One crucial feature of oppressive forms of loyalty is the adoption or promulgation of the exclusive point of view of those in power. For example, the three police officers who fired 46 bullets at three unarmed Black men in New York, killing Sean Bell and wounding the others, were acquitted of all charges at trial, because Judge Arthur Cooperman clearly felt loyalty to the police, admitting in his judicial opinion, "... [I]n analyzing what happened here, it was necessary to consider the mind-set of each defendant at the time and place of occurrence, and not the mind-set of the victims." The judge literally adopted the officers' point of view, declared he didn't believe the testimony of the victims, and thus acquitted the officers.

Loyalty is invoked the world over by dictators and bullies trying to maintain their power. Robert Mugabe, in Zimbabwe, constantly invokes his anti-imperialist legacy, demanding loyalty to his dictatorial rule because, as he said on April 18, 2008, "Zimbabwe will never be a colony again. Never shall we retreat." Mugabe's party ordered the Zimbabwean Electoral Commission to refuse to release the results of the March election, and to "recount" ballots in an attempt to reverse the results. Increasingly, Zimbabweans are casting aside these despotic tactics, asserting a higher loyalty to democracy and human rights.

As Eleanor Roosevelt observed, loyalty can be a virtue, at least when it is turned inside out, when it becomes loyalty to a principle instead of a person, to an ideal rather than a government. In these pages, Zimbabwean civil society organizations and US-based human rights activists declare their dedication to helping to transform Zimbabwe in democratic directions.
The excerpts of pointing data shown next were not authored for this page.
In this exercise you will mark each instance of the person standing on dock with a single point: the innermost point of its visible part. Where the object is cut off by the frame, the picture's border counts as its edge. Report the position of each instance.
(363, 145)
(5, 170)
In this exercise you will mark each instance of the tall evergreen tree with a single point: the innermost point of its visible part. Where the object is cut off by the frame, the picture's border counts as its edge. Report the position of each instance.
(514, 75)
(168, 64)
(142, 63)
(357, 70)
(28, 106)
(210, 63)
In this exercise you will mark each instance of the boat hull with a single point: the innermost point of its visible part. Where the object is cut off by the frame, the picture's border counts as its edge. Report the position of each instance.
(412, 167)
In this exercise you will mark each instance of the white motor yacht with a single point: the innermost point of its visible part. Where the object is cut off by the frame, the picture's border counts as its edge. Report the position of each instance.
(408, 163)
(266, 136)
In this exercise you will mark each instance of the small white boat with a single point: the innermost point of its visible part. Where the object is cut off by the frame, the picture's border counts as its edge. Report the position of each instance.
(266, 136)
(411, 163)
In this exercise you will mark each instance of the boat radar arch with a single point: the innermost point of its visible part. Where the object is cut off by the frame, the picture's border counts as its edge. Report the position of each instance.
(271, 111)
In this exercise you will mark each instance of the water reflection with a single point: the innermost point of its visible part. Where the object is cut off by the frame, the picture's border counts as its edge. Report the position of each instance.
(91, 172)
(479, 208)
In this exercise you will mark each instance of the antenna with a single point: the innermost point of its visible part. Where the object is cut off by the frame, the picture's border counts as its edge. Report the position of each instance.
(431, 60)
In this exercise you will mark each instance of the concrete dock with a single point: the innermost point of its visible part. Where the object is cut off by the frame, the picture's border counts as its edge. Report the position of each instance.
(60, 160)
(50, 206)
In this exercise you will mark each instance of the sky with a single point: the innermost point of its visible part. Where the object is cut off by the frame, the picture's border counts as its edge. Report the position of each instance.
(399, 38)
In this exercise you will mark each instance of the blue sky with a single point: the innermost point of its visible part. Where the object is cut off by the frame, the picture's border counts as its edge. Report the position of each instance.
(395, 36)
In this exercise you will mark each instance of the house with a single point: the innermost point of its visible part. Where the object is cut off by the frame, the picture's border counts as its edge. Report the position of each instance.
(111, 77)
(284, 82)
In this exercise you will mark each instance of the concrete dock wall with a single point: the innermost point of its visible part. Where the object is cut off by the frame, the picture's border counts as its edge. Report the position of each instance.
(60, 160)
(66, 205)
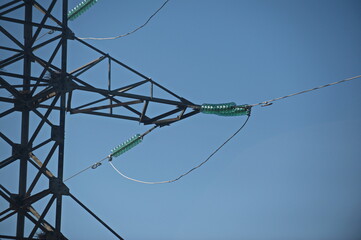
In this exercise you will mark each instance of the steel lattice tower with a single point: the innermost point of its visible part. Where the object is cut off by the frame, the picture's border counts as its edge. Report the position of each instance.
(37, 89)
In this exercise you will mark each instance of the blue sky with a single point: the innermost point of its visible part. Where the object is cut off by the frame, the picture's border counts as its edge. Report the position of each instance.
(292, 173)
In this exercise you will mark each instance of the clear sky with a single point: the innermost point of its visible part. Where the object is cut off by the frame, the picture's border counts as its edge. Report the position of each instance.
(294, 170)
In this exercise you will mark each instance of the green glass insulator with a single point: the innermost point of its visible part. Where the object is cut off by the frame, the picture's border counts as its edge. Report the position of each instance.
(126, 146)
(225, 109)
(80, 9)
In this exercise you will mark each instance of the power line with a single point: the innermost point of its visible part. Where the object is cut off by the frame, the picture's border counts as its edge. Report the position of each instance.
(133, 31)
(269, 102)
(186, 173)
(119, 150)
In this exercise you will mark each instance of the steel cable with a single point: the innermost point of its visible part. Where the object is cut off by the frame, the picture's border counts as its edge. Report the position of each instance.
(189, 171)
(126, 34)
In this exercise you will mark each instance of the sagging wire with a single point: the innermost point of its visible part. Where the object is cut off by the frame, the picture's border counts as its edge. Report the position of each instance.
(270, 102)
(126, 34)
(189, 171)
(127, 145)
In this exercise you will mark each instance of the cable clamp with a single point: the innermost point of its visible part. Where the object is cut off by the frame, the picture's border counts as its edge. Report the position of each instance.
(96, 165)
(266, 104)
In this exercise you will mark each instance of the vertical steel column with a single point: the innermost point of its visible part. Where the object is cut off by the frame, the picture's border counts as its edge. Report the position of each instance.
(62, 112)
(25, 117)
(110, 82)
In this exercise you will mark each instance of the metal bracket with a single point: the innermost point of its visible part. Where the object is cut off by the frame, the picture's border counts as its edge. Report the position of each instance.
(56, 186)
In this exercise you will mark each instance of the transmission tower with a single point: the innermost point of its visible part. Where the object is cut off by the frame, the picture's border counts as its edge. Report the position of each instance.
(37, 90)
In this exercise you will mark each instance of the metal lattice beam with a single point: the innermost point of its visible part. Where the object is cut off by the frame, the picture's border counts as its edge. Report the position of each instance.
(51, 94)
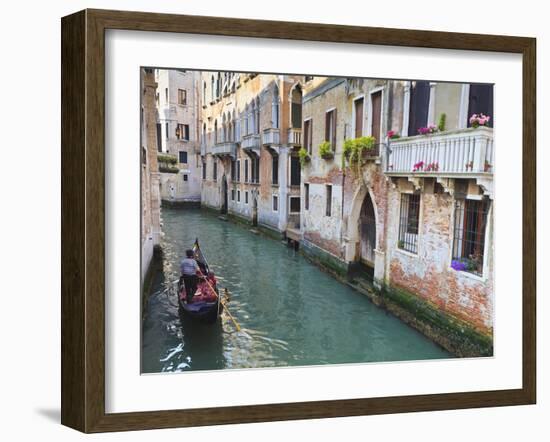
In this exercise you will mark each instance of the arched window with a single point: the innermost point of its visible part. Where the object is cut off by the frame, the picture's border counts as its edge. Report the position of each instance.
(275, 108)
(229, 127)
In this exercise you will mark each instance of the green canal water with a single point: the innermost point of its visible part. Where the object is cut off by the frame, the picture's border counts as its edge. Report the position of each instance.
(291, 313)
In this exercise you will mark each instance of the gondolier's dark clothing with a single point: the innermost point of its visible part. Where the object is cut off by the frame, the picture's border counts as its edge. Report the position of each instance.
(188, 269)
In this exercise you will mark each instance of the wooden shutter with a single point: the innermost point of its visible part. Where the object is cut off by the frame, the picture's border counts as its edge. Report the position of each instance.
(333, 140)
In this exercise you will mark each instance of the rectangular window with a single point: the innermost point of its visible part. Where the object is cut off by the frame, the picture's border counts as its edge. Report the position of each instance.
(182, 96)
(294, 204)
(408, 222)
(330, 128)
(418, 107)
(480, 100)
(359, 117)
(275, 169)
(376, 123)
(233, 171)
(328, 203)
(469, 235)
(308, 136)
(295, 171)
(159, 137)
(182, 132)
(256, 169)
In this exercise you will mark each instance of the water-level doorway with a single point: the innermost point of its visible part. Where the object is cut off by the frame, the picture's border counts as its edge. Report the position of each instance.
(224, 195)
(367, 231)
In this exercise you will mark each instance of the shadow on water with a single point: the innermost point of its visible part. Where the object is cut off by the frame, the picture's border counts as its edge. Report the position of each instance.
(291, 313)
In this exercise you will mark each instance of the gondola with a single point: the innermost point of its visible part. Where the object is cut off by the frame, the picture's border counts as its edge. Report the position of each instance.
(205, 303)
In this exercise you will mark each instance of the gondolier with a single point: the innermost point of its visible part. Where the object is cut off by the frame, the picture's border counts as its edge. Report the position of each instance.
(189, 268)
(199, 283)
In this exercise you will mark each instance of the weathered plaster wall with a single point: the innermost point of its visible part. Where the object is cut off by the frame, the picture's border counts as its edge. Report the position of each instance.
(428, 274)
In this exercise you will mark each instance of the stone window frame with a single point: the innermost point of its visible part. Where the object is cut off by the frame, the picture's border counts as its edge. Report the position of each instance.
(484, 277)
(368, 110)
(353, 119)
(328, 201)
(420, 220)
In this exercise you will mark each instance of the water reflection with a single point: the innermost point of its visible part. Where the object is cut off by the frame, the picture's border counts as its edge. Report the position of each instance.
(291, 313)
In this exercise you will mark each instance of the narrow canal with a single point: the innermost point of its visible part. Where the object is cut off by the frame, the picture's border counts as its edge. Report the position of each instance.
(291, 313)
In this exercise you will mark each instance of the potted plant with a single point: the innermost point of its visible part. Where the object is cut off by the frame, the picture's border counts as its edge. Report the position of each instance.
(442, 122)
(430, 129)
(393, 135)
(304, 156)
(480, 119)
(325, 151)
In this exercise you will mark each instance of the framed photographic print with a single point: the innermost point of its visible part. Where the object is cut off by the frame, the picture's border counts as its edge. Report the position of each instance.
(269, 220)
The mercifully not-very-observed Loyalty Day in the US began as the assimilationist and anti-labor "Americanization Day" on May 1st, 1921. George Bush each year issues proclamations for Loyalty Day declaring it a day to celebrate the US armed forces. But in these pages, even as Gilda Carbonaro mourns her son, a US Marine killed in Iraq, she declares instead her loyalty to ending suffering and her commitment to helping others in the US understand our responsibility to end the war.

Tina Chéry, also mourning her murdered son, promotes loyalty to the principle of forgiveness as she brings together families who have lost loved ones to murder, with families whose loved ones are in prison for violent crimes. Greg Williams also calls on those of us who profess loyalty to nonviolence to become engaged in violence prevention here at home. Van Jones and Majora Carter are confronting environmental racism and creating green jobs by expanding the purview of nonviolence to include loyalty to the ecosystems in which we live.

The International Gay and Lesbian Human Rights Campaign works to promote international solidarity for the cause of non-discrimination against lesbian, gay, bisexual, and transgender people around the world, and thus recently honored Bishop Tutu, Andrés Ignacio Rivera Duarte, and the Iranian Queer Organization, for their brave efforts.

Barbara Seaman, a feminist health pioneer, insisted that doctors' loyalty should be to women's health, not drug companies' profits. Mark Twain once wrote that, "Loyalty to petrified opinions never yet broke a chain or freed a human soul in this world - and never will." Barbara Seaman's example, and the authors' mentioned above, can help all of us break the chains.